Cylinder C angular velocity,

${\omega }_C={\alpha }_{C}t$

${\omega }_C=\left(10.2654rad/s^2\right)t$

${\omega }_C=10.2654t$ ............(Equation G)

Cylinder C tangential velocity,

${\left(v_t\right)}_{CA}=2r{\omega }_C$

${\left(v_t\right)}_{CA}=2\left(4in.\frac{1ft}{12in.}\right)\left(10.2654t\right)$ .......(Equation H)

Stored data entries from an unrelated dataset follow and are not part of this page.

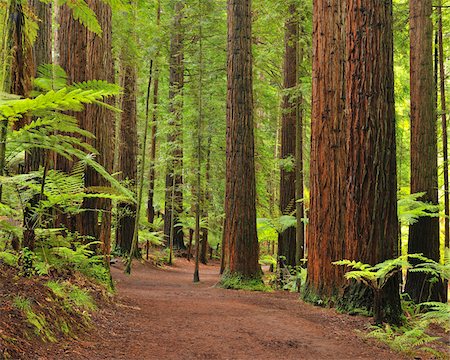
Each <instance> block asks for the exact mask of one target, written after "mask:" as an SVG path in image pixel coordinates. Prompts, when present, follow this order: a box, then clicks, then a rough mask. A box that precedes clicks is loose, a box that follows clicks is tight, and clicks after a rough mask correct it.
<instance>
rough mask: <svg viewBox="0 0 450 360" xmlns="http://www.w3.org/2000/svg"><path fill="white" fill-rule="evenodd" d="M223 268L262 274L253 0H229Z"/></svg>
mask: <svg viewBox="0 0 450 360" xmlns="http://www.w3.org/2000/svg"><path fill="white" fill-rule="evenodd" d="M227 9H228V51H227V53H228V65H227V68H228V71H227V74H228V76H227V77H228V89H227V151H226V152H227V156H226V185H225V223H224V230H223V231H224V232H223V239H224V241H223V243H224V248H223V249H222V252H223V255H222V256H223V257H224V269H226V270H227V271H228V272H230V273H238V274H241V275H243V276H245V277H259V276H260V267H259V265H258V257H259V244H258V237H257V232H256V185H255V159H254V124H253V84H252V16H251V1H250V0H228V6H227Z"/></svg>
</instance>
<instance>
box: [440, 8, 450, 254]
mask: <svg viewBox="0 0 450 360" xmlns="http://www.w3.org/2000/svg"><path fill="white" fill-rule="evenodd" d="M438 5H441V1H439V4H438ZM437 11H438V45H439V78H440V84H439V85H440V86H439V89H440V94H441V116H442V158H443V161H444V213H445V215H446V218H445V220H444V234H445V247H447V248H448V247H450V193H449V167H448V132H447V103H446V98H445V64H444V62H445V57H444V56H445V55H444V41H443V28H442V8H441V7H438V8H437Z"/></svg>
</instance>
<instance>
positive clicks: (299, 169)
mask: <svg viewBox="0 0 450 360" xmlns="http://www.w3.org/2000/svg"><path fill="white" fill-rule="evenodd" d="M298 59H299V60H298V65H299V66H300V64H301V63H302V62H303V50H301V51H299V52H298ZM302 103H303V97H302V94H301V93H299V95H298V99H297V102H296V114H295V115H296V116H295V117H296V119H295V122H296V124H295V134H296V135H295V138H296V144H295V198H296V200H297V202H296V204H295V216H296V219H297V227H296V229H295V242H296V243H295V246H296V250H295V263H296V265H301V260H302V259H303V258H304V257H305V225H304V223H303V217H304V216H305V214H304V200H303V198H304V194H303V109H302V105H303V104H302ZM299 200H300V201H299Z"/></svg>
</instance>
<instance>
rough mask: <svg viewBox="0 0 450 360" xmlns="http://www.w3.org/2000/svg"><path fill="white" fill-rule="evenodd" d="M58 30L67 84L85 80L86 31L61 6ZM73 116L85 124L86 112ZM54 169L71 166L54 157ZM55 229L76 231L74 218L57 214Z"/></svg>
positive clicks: (66, 215) (65, 6)
mask: <svg viewBox="0 0 450 360" xmlns="http://www.w3.org/2000/svg"><path fill="white" fill-rule="evenodd" d="M58 15H59V17H58V23H59V30H58V36H57V48H58V62H59V65H60V66H61V67H62V68H63V69H64V70H65V72H66V74H67V82H68V84H71V83H75V82H82V81H86V80H87V76H86V66H87V65H86V61H87V59H86V47H87V30H86V28H85V27H84V26H83V25H81V24H80V23H79V22H78V21H76V20H74V19H73V15H72V10H71V9H70V8H69V7H68V6H67V5H63V6H61V7H60V8H59V12H58ZM69 115H71V116H74V117H75V118H76V119H77V122H78V124H79V126H80V127H82V124H84V123H85V117H86V111H81V112H69ZM53 162H54V168H55V169H57V170H60V171H64V172H66V173H69V172H70V170H71V168H72V164H71V162H70V161H69V160H68V159H66V158H65V157H63V156H60V155H57V154H56V153H55V155H54V160H53ZM54 225H55V226H56V227H64V228H66V229H67V230H68V231H71V232H72V231H75V230H76V220H75V217H73V216H69V215H66V214H62V213H58V214H57V215H56V219H55V224H54Z"/></svg>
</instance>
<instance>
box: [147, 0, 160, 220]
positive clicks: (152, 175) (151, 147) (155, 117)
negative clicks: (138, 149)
mask: <svg viewBox="0 0 450 360" xmlns="http://www.w3.org/2000/svg"><path fill="white" fill-rule="evenodd" d="M160 23H161V2H160V1H158V6H157V9H156V25H157V26H158V27H159V25H160ZM158 57H159V51H158V52H157V54H156V55H155V59H156V60H155V61H153V60H151V63H150V80H149V83H148V92H147V105H146V106H147V109H146V116H149V102H150V99H149V97H150V88H151V78H152V76H153V72H154V73H155V76H154V78H155V80H154V85H153V106H152V130H151V135H150V157H149V160H150V173H149V189H148V200H147V219H148V222H149V223H150V224H153V222H154V220H155V206H154V204H153V197H154V192H155V175H156V174H155V159H156V131H157V120H158V114H157V108H158V91H159V69H158V63H157V61H158ZM153 64H154V65H155V66H154V67H155V70H154V71H153Z"/></svg>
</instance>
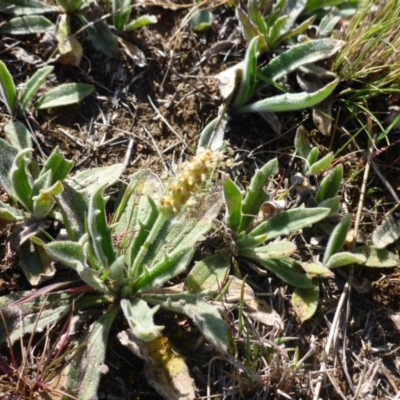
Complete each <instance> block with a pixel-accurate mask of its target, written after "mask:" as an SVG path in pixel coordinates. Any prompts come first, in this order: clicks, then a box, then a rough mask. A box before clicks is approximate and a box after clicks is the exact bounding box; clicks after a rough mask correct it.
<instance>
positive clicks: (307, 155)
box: [294, 125, 311, 162]
mask: <svg viewBox="0 0 400 400" xmlns="http://www.w3.org/2000/svg"><path fill="white" fill-rule="evenodd" d="M294 147H295V149H296V152H297V155H298V156H299V157H301V158H303V162H306V160H307V157H308V155H309V154H310V151H311V143H310V140H309V139H308V132H307V130H306V128H304V126H303V125H300V126H299V127H298V128H297V131H296V137H295V139H294Z"/></svg>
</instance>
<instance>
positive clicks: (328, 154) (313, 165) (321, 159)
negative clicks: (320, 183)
mask: <svg viewBox="0 0 400 400" xmlns="http://www.w3.org/2000/svg"><path fill="white" fill-rule="evenodd" d="M334 157H335V156H334V154H333V152H330V153H328V154H327V155H326V156H324V157H322V158H321V159H320V160H318V161H316V162H315V163H313V164H312V165H310V168H309V169H308V174H309V175H318V174H320V173H321V172H324V171H326V170H327V169H328V168H329V167H330V166H331V164H332V161H333V159H334Z"/></svg>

${\left(v_t\right)}_{CA}=6.8436t$

Equate equation F and H,

$25.1327-34.23t=6.8436t$

$41.0736t=25.1327$

$t=0.6119s$

Substitute the above value in equation E,

${\omega }_A=75.3982-102.69\left(0.6119s\right)$

$=12.5621rad/s\left(\frac{60rpm}{2\Pi rad/s}\right)$

${\omega }_A=120rpm$

Substitute $t=0.6119s$ in equation G,

${\omega }_C=10.265\left(0.6119s\right)$

$=12.56rad/s\left(\frac{60rpm}{2\Pi rad/s}\right)$

${\omega }_C=60rpm$

Cylinder B angular velocity,

${\omega }_B={\alpha }_{B}t$

${\omega }_B=\left(20.5rad/s^2\right)\left(0.6119s\right)$

$=\left(12.5439rad/s\right)\left(\frac{60rpm}{2\Pi rad/s}\right)$

${\omega }_B=120rpm$

Hence, thecylinders A, B and C have angular velocities of ${\omega }_A=120rpm$, ${\omega }_B=120rpm$ and ${\omega }_C=60rpm$ respectively.